What is likely to happen, based on the pattern so far: the individual incidents will be processed quietly, the institutional changes needed to prevent recurrence will not be implemented, and the capabilities expansion will continue uninterrupted.

WIRED's investigation into the Quizlet exposure took basic Google keyword searches. It took under an hour. The finding - that CBP facility codes were publicly accessible on one of the most indexed platforms on the internet - was not the result of sophisticated research. It was the result of minimal effort applied to a public platform that DHS apparently was not watching.

If WIRED found it, anyone with an interest in it found it first.

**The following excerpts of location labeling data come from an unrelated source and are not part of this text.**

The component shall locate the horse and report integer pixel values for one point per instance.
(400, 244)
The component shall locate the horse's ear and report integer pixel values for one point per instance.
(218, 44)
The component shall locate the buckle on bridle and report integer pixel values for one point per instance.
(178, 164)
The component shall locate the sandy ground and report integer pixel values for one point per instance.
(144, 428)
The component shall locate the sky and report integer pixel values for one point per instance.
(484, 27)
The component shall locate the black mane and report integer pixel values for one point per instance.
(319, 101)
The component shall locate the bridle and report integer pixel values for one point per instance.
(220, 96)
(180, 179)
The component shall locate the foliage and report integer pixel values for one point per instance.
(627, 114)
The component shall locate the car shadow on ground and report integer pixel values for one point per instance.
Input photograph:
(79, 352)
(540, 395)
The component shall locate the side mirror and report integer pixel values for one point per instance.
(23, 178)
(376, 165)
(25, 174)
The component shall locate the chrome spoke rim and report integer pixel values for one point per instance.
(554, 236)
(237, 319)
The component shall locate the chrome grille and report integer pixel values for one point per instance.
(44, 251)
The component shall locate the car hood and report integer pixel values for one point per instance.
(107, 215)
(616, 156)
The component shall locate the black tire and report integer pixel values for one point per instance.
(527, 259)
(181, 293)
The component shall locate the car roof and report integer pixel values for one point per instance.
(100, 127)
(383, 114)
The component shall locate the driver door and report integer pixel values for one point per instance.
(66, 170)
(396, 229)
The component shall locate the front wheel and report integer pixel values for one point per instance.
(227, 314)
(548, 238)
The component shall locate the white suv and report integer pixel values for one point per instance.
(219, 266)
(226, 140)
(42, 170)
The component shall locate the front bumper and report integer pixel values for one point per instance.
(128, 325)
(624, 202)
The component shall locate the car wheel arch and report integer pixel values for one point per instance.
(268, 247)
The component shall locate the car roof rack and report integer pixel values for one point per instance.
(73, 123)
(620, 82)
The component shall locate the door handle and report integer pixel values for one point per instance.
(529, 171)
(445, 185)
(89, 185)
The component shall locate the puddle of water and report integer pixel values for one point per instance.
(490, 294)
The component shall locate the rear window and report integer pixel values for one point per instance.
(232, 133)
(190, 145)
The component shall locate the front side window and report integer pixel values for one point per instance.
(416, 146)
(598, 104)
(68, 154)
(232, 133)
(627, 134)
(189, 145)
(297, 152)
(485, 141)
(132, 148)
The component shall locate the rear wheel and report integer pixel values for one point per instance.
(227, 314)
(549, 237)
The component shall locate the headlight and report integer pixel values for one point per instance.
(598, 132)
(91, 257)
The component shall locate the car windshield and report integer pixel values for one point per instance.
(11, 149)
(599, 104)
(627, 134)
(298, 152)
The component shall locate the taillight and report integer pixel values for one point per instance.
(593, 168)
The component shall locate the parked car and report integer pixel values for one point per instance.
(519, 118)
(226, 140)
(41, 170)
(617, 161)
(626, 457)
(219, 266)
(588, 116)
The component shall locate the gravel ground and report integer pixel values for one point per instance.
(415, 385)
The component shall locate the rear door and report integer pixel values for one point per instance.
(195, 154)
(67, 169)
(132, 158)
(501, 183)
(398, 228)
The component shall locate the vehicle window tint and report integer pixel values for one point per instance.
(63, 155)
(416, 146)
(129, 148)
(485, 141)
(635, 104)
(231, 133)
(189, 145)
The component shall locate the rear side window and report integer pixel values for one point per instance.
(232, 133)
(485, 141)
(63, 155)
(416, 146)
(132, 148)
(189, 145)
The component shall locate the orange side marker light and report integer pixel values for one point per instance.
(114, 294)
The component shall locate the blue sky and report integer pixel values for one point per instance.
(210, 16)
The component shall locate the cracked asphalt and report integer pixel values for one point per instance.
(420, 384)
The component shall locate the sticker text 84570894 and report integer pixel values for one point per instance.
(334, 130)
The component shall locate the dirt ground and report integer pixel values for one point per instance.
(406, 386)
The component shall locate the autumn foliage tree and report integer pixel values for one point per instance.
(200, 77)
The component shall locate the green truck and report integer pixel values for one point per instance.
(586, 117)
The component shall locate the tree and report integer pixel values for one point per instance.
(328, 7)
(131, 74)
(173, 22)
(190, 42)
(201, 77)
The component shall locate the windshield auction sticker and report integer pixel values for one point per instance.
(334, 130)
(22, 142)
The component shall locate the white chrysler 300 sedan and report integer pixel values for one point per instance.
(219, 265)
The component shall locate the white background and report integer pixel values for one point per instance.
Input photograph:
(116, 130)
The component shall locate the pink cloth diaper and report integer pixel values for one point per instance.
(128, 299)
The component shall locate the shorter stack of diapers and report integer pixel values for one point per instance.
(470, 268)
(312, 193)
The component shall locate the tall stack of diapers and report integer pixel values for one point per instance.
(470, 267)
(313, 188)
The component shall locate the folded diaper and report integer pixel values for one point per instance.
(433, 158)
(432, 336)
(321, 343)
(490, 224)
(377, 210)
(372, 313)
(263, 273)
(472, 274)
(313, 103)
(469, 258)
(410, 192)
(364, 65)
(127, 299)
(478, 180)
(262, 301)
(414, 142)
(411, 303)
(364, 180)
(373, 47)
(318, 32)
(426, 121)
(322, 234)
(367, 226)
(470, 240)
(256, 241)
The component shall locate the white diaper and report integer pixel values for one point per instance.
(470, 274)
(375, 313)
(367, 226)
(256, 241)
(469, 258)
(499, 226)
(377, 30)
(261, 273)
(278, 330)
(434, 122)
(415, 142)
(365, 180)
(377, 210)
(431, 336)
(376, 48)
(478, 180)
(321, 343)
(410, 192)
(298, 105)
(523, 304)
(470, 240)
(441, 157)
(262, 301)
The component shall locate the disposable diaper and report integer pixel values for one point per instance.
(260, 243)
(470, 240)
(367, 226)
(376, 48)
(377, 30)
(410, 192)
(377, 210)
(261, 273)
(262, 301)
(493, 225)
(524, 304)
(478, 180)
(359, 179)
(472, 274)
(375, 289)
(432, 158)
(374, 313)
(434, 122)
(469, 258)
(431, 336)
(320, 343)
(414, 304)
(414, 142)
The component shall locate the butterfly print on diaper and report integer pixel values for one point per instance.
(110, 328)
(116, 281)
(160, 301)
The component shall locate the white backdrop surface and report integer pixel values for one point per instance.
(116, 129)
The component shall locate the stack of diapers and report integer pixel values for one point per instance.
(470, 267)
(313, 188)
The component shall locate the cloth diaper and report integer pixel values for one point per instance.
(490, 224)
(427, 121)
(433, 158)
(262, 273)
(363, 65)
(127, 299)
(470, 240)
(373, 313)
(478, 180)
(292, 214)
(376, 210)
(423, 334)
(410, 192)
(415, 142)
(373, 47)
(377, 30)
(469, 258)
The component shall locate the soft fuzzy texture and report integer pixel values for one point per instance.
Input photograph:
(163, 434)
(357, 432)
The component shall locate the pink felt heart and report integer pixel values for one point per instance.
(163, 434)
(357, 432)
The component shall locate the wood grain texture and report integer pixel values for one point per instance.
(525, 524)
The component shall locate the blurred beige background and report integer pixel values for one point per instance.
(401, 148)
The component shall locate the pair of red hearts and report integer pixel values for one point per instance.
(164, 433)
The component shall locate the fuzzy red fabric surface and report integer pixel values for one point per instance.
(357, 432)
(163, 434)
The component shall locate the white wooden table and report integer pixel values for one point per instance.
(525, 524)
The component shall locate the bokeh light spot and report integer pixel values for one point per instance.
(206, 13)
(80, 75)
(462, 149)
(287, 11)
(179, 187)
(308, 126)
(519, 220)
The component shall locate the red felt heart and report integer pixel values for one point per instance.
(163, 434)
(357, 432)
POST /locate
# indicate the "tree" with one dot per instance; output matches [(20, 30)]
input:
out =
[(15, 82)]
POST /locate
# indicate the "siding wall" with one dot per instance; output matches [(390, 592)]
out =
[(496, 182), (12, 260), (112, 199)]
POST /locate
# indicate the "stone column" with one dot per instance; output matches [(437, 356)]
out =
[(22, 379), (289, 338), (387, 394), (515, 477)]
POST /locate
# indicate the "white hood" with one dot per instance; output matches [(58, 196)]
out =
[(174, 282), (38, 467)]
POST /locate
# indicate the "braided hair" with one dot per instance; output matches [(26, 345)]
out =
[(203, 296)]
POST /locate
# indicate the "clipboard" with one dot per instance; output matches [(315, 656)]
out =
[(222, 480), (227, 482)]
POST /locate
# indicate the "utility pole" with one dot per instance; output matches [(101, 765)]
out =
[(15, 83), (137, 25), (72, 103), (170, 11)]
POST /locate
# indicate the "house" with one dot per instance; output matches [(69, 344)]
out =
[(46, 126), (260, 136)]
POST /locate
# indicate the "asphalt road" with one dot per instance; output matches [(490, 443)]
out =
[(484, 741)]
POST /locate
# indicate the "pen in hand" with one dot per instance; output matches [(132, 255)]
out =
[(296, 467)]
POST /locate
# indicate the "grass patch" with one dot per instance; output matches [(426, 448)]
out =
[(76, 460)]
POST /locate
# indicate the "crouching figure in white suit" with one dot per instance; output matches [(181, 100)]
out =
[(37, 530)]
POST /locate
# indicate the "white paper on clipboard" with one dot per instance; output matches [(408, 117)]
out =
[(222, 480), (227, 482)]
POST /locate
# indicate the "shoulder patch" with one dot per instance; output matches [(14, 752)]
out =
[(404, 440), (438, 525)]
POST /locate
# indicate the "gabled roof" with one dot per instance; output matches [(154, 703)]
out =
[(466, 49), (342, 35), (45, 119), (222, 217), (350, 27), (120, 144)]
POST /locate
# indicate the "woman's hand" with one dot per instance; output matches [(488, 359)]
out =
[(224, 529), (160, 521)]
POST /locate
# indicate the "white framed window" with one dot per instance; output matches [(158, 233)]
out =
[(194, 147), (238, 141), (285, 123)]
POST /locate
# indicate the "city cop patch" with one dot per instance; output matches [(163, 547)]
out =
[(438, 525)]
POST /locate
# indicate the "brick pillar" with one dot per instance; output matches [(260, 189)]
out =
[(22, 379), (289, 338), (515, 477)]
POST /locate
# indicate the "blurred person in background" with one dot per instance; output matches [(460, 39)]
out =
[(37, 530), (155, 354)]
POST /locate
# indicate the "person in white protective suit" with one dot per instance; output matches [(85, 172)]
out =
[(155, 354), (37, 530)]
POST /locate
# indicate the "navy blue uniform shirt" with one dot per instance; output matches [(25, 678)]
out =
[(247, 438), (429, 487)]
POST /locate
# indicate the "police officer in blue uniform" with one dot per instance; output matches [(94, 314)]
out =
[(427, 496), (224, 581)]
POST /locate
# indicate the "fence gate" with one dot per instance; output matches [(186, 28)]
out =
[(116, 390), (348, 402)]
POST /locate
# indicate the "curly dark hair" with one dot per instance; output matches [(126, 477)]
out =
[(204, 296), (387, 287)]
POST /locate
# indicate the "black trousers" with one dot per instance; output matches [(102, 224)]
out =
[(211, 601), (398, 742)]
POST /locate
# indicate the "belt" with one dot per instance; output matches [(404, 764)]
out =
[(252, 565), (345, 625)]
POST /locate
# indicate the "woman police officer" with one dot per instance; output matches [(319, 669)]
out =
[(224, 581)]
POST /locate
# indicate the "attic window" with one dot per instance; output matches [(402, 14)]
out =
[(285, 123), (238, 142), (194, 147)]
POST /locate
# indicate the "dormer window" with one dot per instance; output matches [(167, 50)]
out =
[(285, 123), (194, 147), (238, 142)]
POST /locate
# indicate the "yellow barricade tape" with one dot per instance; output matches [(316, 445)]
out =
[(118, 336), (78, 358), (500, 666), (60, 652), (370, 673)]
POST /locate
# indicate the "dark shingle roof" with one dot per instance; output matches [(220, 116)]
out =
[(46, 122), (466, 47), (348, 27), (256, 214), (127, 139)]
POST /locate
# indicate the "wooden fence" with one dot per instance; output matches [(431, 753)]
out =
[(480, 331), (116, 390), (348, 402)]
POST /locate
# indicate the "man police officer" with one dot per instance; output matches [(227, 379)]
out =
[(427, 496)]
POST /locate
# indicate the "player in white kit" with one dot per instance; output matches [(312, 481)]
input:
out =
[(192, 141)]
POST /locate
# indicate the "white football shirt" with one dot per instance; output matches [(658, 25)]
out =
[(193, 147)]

The surveillance state wants to know everything about you. It has not yet demonstrated that it can keep basic secrets about itself. That asymmetry is not a minor operational issue. It is the structural condition of the current moment - and the implications reach considerably further than one Quizlet set in Kingsville, Texas.


Sources: WIRED (Sammy Sussman, April 3, 2026); WIRED (Vittoria Elliott / Makena Kelly, March 12, 2026); WIRED (Dell Cameron, March 26, 2026); CBP spokesperson statement to WIRED; Quizlet spokesperson statement to WIRED; Seth Waxman (Solly legal counsel) via WIRED; Leidos spokesperson Todd Blecher via WIRED; SSA spokesperson via WIRED; GAO CBP hiring surge report; Blink security researchers (CVE-2026-33579); Senators Wyden, Warren, Markey, Padilla, Jayapal, Jacobs letter to DNI Gabbard.